22.04.2008
Le gouvernement gèrerait sans gouverner ?
(Le projet de cette chronique est de faire court pour laisser place au débat.)
Il y a aujourd’hui des interactions fortes entre des actes posés par des personnages du politique et les acteurs sociaux et économiques. C’est bien là une des raisons du politique : qu’il ait une résonance dans l’économique et le social. Il y a aujourd’hui quelque chose de la conjonction entre les différentes actions des politiques dans un nouvel air du temps plus que fortement marqué par la consommation et la production, comme si de ces deux mamelles exclusivement vivait l’économique et le social. Alors, il m'est apparu intéressant d’interroger ces actions du politique de manière à en comprendre plus de sens. C’est de fait du métier du sociologue.

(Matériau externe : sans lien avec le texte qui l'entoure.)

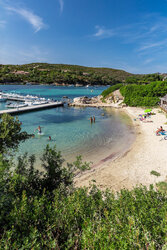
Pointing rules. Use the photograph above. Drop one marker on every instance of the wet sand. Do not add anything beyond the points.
(147, 153)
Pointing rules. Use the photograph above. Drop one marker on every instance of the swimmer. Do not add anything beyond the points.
(39, 129)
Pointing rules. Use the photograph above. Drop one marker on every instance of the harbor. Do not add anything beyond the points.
(31, 108)
(26, 103)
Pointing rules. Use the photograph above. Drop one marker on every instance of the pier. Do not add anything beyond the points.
(17, 111)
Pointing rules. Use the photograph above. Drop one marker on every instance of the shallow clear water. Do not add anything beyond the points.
(70, 127)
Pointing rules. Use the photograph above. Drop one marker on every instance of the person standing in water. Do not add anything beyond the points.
(39, 129)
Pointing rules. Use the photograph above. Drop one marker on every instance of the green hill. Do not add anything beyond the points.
(60, 74)
(65, 74)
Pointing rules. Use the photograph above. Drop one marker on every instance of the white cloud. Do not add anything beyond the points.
(28, 15)
(61, 3)
(102, 32)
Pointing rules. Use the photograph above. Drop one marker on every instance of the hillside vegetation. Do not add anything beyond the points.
(143, 95)
(60, 74)
(68, 74)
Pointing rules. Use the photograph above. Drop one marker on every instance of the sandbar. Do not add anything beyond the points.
(133, 168)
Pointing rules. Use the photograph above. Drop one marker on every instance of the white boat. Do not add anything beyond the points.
(16, 106)
(39, 102)
(2, 99)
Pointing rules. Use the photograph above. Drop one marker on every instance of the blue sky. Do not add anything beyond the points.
(129, 35)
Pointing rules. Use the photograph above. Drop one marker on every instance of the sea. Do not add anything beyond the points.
(70, 128)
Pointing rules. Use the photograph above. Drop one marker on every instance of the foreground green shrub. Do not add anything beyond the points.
(134, 219)
(43, 210)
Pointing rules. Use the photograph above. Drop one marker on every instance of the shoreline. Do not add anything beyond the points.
(147, 153)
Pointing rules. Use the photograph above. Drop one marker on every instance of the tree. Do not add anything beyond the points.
(10, 133)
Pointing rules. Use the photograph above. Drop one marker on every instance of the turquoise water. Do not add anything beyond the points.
(70, 127)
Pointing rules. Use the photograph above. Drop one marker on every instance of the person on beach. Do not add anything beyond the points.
(159, 130)
(91, 120)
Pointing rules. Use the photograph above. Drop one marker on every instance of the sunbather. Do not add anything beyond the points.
(159, 130)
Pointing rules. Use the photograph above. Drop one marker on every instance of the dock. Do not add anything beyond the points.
(17, 111)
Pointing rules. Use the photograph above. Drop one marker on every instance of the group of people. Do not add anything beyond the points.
(92, 119)
(39, 128)
(160, 130)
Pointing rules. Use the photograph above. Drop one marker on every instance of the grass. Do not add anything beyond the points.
(162, 186)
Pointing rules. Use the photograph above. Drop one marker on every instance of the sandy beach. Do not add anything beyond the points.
(148, 152)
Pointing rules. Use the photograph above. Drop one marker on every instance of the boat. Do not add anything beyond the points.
(39, 102)
(16, 106)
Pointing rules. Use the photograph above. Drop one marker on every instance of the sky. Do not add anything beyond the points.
(129, 35)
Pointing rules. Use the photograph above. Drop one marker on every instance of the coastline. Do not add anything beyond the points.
(146, 154)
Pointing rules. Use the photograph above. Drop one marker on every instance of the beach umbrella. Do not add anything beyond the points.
(147, 110)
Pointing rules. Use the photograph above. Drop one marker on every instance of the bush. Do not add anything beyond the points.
(144, 95)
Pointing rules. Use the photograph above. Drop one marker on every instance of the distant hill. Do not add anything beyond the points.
(63, 74)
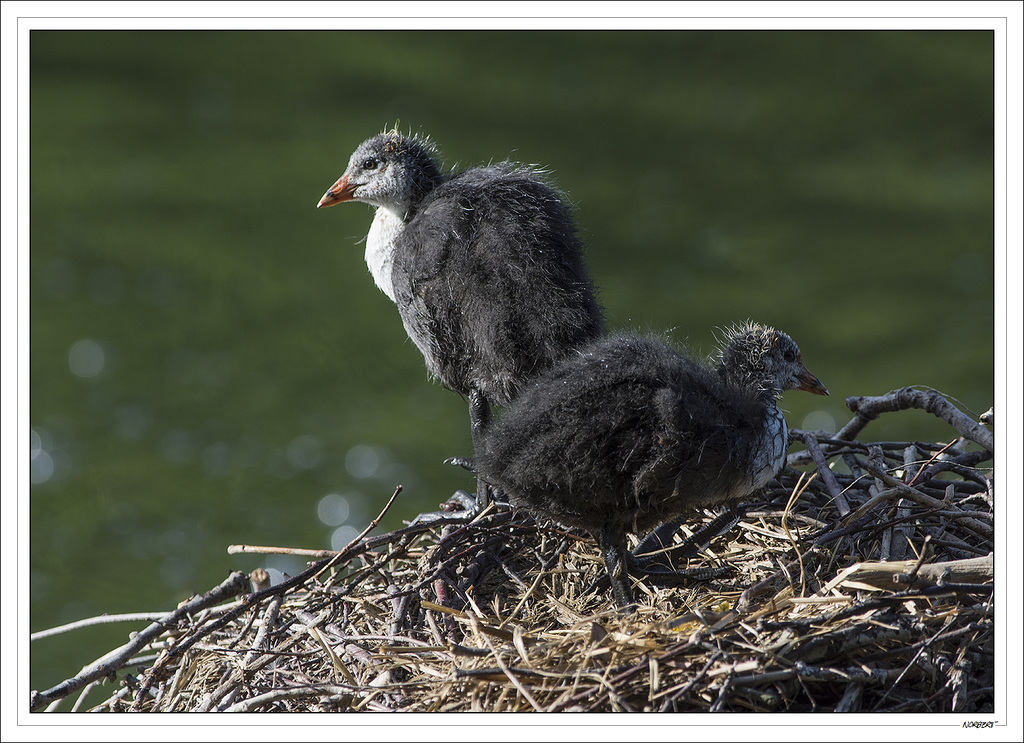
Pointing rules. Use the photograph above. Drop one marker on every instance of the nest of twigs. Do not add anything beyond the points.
(860, 580)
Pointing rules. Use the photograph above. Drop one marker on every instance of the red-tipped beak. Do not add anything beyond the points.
(810, 383)
(342, 190)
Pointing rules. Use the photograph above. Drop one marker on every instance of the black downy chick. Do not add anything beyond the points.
(629, 434)
(484, 266)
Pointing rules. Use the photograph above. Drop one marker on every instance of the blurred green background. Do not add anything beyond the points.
(212, 363)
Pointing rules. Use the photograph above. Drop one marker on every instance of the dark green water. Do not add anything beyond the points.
(212, 363)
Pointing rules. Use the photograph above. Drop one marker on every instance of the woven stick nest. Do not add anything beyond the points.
(860, 580)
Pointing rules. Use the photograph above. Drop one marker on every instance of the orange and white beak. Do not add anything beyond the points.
(342, 190)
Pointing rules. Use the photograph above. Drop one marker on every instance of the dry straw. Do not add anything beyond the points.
(860, 580)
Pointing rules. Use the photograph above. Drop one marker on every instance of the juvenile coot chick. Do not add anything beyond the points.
(629, 434)
(484, 265)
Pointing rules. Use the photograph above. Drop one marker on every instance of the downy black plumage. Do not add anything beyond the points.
(628, 434)
(484, 266)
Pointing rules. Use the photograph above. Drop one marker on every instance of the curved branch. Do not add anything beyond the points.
(868, 408)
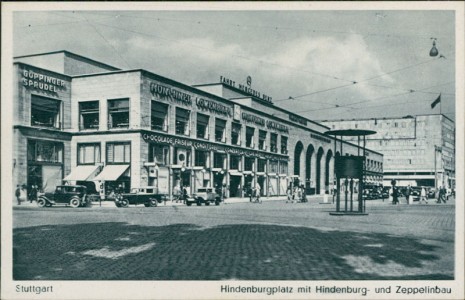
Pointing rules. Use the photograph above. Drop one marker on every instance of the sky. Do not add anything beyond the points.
(320, 64)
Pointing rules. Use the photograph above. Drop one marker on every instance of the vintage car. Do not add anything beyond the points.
(142, 195)
(204, 195)
(72, 195)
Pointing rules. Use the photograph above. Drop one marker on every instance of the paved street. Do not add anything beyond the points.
(274, 240)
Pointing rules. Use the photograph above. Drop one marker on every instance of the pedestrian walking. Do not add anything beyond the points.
(423, 196)
(408, 193)
(18, 194)
(33, 193)
(395, 196)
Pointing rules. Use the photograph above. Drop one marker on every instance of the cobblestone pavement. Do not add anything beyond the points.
(274, 240)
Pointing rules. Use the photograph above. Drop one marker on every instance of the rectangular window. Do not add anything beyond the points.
(220, 126)
(249, 163)
(202, 126)
(44, 151)
(45, 112)
(284, 144)
(235, 162)
(118, 153)
(89, 115)
(88, 154)
(159, 154)
(274, 142)
(182, 121)
(219, 160)
(249, 133)
(182, 157)
(159, 117)
(201, 158)
(236, 134)
(118, 113)
(261, 165)
(274, 166)
(262, 140)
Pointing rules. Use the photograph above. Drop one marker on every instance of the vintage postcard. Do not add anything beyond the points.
(232, 150)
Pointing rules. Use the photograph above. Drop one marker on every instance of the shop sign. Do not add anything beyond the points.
(298, 119)
(170, 93)
(320, 138)
(253, 119)
(42, 82)
(153, 137)
(213, 106)
(277, 126)
(246, 88)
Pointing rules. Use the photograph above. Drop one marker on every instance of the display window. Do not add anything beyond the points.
(45, 112)
(89, 115)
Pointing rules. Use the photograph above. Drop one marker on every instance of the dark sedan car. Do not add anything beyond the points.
(72, 195)
(145, 195)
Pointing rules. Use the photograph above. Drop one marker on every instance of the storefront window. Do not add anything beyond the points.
(159, 118)
(201, 158)
(220, 126)
(284, 144)
(234, 162)
(274, 142)
(45, 112)
(249, 132)
(248, 163)
(118, 153)
(202, 126)
(236, 134)
(262, 140)
(182, 121)
(88, 154)
(219, 160)
(273, 166)
(89, 115)
(182, 157)
(261, 165)
(44, 151)
(118, 113)
(159, 154)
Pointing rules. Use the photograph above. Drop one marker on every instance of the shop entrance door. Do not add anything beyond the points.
(234, 186)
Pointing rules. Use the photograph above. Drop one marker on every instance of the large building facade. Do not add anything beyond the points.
(81, 121)
(418, 150)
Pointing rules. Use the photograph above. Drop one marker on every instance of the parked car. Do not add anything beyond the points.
(148, 196)
(72, 195)
(204, 195)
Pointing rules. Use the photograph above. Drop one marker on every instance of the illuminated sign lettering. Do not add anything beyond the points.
(42, 82)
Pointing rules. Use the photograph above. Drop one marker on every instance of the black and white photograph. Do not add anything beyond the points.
(232, 150)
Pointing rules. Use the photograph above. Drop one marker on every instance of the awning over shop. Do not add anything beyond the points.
(111, 172)
(82, 173)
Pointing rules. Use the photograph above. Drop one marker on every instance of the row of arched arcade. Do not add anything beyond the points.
(314, 168)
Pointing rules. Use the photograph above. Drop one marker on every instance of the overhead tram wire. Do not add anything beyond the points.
(353, 82)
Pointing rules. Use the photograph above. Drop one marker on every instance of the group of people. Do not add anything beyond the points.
(21, 193)
(296, 194)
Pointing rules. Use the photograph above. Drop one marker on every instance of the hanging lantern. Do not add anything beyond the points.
(434, 51)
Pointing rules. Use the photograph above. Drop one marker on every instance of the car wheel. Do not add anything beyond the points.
(124, 203)
(41, 202)
(153, 202)
(75, 202)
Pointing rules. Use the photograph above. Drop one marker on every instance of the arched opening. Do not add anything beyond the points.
(308, 170)
(319, 155)
(297, 153)
(328, 170)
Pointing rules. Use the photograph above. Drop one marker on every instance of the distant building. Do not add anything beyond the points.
(418, 150)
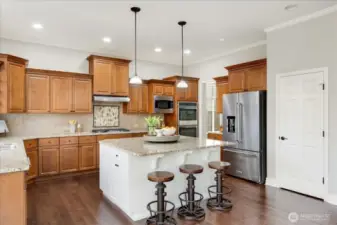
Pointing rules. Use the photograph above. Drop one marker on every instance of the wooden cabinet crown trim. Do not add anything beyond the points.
(57, 73)
(93, 57)
(246, 65)
(13, 58)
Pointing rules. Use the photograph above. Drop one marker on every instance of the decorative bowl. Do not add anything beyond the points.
(169, 131)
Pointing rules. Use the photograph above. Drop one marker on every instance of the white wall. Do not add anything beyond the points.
(308, 45)
(215, 68)
(54, 58)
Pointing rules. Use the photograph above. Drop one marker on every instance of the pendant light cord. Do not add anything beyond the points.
(182, 51)
(136, 44)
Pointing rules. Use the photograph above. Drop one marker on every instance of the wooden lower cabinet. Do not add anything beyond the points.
(49, 160)
(33, 168)
(13, 199)
(68, 158)
(87, 156)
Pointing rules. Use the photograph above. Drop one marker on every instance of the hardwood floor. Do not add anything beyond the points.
(77, 201)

La première des images qu’il m’en revient est ceci : les événements de ces premiers dix mois de quinquennat donnent à penser que nombre d’acteurs politiques comme le gouvernement actuel de la France s’activent très prioritairement à vouloir équilibrer les comptes publics dans le même esprit de ce que fait pour elle une entreprise ordinaire via son contrôle de gestion. L’action de ces politiques et de ce gouvernement semble ne tendre qu’à sécuriser leurs comptes comme si leur objectif se résumait à une économie des coûts. On craindrait de leur part une ignorance quasi philosophique des conséquences de ces actions engagées, comme un laisser de côté volontaire. C’est l’absence d’investigation et d’instruction des dossiers qui semble caractériser cette posture aujourd’hui responsable d’un nombre impressionnant d’atermoiement, d’hésitations, d’affirmations suivies de reculades. A l’instar de ce que les sociologues indiquent de la post-modernité, ce mode de faire s’ancre dans la décision prise quasi exclusivement sur de l’information, voire une réflexion personnelle ou une croyance partagée mais loin de l’observation et de l’analyse. Un exemple de type de croyance ou d'opinion socialement partagées par quelques-uns : "Les chômeurs s'installent dans un confort de chômage... Il faut les bousculer pour qu'ils se remuent... Donc on renforce les contrôles..." mais de quelle étude relève cette pensée courte ? Tout donnerait à penser, alors, que ce gouvernement gèrerait sans politique, soit sans vision globale de ce que détermine (vise) son action en matière d’organisation de la société, de la vie des citoyens dans les domaines de la production, économiques et sociaux. Bien que ceci soit effectivement caricatural, on aurait l’impression qu’il gère mais ne gouverne pas.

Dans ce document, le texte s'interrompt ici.